Materials and Methods
Materials. Recombinant human BDNF was purchased from Alomone Labs (Jerusalem, Israel), and recombinant human insulin-like growth factor-1 was from Sigma-Aldrich (St. Louis, MO). Wortmannin was obtained from Calbiochem (La Jolla, CA).
Cell Culture. Hippocampal neuronal cultures were prepared as described previously (Cowen et al., 2005), with some modification. Hippocampi were isolated from embryonic day 18 (E18) Sprague-Dawley rats obtained from Charles River Laboratories (Raleigh, NC), and 106 cells were plated per poly(d-lysine)-coated 35-mm Petri dish. Cells were maintained in serum-free medium consisting of neurobasal media (Invitrogen, Carlsbad, CA) supplemented with 25 μg/ml insulin, 100 μg/ml transferrin, 60 μM putrescine, 20 nM progesterone, 30 nM selenium, 6 mg/ml glucose, 1 mg/ml bovine serum albumin (Fraction V), fatty acid-free (Calbiochem), and 7.5 U of penicillin-7.5 μg of streptomycin/ml at 37°C (95% air, 5% CO2).
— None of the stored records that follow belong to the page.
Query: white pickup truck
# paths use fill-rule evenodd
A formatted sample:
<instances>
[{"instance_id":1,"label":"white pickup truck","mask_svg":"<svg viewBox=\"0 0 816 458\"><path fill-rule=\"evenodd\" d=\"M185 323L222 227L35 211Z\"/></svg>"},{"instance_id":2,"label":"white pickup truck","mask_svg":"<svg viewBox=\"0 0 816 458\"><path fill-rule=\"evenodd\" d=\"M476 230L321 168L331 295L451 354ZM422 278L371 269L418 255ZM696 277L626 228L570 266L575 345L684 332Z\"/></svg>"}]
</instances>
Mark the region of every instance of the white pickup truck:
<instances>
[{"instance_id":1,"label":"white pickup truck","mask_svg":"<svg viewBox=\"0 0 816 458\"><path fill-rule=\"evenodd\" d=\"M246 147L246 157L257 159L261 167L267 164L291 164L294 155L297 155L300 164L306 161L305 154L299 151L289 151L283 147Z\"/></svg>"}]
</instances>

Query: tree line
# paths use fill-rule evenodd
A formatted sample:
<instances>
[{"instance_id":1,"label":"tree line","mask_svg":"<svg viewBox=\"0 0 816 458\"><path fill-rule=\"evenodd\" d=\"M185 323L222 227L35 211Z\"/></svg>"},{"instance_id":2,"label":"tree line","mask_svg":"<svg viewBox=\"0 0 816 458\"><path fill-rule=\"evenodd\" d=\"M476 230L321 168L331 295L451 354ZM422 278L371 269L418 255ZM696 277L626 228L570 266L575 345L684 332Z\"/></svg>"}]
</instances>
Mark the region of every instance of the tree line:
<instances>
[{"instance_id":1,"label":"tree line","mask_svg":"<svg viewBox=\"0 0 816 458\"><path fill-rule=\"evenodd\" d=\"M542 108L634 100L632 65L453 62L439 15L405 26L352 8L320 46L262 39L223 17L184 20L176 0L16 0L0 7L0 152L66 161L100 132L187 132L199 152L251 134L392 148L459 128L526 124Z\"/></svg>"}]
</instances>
Cytosine arabinoside (0.6 μM) was additionally included to prevent proliferation of non-neuronal cells. Cells remained in culture for 5 to 7 days before use, with the medium aspirated the day before use and replaced with culture medium containing no cytosine arabinoside and reduced concentrations of insulin (0.1 μg/ml) and albumin (0.1 mg/ml). Cultures contained primarily neurons, with greater than 90% of cells staining positive for the neuronal marker microtubule-associated protein (MAP)-2 (Fig. 4).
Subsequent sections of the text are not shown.